Bab 121

202 22 6
                                    

Bulan purnama dengan malu-malu bersembunyi di balik awan, dan dari kejauhan terdengar suara peluit samar. Hujan tiba-tiba mulai turun, dengan lembut mengetuk permukaan sungai yang luas, dan menimbulkan riak. Di dalam kamar kapal pesiar, desahan dan erangan yang lembut berangsur-angsur mereda.

Beberapa saat kemudian, di malam yang sunyi, suara gemerisik itu kembali terdengar lagi.

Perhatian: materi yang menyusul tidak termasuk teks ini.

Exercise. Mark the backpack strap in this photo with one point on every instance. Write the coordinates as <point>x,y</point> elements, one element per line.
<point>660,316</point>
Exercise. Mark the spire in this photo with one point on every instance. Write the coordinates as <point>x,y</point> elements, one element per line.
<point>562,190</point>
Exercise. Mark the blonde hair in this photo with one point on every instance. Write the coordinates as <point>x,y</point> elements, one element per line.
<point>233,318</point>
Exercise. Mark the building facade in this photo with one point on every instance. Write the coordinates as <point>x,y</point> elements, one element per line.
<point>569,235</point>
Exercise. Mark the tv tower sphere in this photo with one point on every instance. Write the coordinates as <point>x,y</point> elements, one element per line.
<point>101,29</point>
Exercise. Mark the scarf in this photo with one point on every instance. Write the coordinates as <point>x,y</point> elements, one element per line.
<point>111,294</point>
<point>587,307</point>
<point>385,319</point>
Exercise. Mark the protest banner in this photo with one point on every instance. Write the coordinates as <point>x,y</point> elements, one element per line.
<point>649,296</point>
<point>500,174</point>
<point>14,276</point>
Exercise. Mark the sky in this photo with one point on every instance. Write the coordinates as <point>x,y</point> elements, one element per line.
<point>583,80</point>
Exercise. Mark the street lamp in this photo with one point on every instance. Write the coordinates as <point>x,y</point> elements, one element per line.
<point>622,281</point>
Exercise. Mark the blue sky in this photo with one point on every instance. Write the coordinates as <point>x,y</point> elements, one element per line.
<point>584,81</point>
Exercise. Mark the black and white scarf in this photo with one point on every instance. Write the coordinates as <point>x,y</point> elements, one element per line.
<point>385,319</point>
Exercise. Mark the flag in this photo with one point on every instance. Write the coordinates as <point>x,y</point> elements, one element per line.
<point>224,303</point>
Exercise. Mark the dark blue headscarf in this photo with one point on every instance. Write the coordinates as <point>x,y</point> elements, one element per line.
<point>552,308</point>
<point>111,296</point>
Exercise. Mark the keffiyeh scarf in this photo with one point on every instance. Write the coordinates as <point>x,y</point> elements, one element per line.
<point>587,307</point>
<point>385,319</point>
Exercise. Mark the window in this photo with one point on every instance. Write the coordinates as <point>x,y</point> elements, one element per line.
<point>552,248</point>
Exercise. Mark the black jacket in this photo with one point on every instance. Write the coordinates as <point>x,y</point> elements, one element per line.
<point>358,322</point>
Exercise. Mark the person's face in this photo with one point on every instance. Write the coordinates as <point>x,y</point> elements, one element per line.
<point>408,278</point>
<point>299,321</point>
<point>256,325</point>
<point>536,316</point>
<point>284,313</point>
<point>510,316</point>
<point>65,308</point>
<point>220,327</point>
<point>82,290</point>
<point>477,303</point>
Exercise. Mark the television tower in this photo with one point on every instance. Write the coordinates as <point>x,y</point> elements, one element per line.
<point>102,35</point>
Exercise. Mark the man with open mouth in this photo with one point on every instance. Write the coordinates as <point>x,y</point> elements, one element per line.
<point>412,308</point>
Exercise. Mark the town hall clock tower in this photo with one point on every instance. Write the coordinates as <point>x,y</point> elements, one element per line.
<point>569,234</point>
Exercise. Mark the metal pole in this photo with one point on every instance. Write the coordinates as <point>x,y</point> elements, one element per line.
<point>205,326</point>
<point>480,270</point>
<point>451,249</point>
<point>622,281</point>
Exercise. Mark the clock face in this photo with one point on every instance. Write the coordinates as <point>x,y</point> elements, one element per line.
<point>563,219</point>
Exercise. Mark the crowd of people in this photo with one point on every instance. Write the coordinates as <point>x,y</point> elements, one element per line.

Tubuh Joohyun dipenuhi jejak rasa malu yang intim, keringatnya sudah membasahi dahi dan bulu matanya. Matanya yang secara alami lembut seperti genangan air, menjadi lebih menawan dan memikat. Dia benar-benar kelelahan, tenggorokannya kering dan serak, tubuhnya sangat sakit dan lemah sehingga dia hampir tidak bisa mengangkat dirinya sendiri, tetapi dia bersikeras untuk mandi dan berpakaian sebelum tidur.

Namun, begitu kakinya yang indah dengan keras kepala menyentuh tanah, dia menyadari bahwa dia gemetar, merasa seolah-olah pinggang dan kakinya terasa seperti bukan miliknya.

Mata Seulgi dipenuhi kasih sayang yang mendalam saat melihat Joohyun. Dia segera bangkit dari tempat tidur dan mengulurkan tangannya untuk memeluk Joohyun dari belakang, seolah-olah memeluk seluruh dunianya. Sebenarnya, setelah beraktivitas dalam waktu lama, lengan dan bahunya juga terasa begitu sakit dan nyeri, tetapi dia menahan rasa sakitnya ketika berjalan selangkah demi selangkah dengan mantap membawa Yixi-nya ke kamar mandi.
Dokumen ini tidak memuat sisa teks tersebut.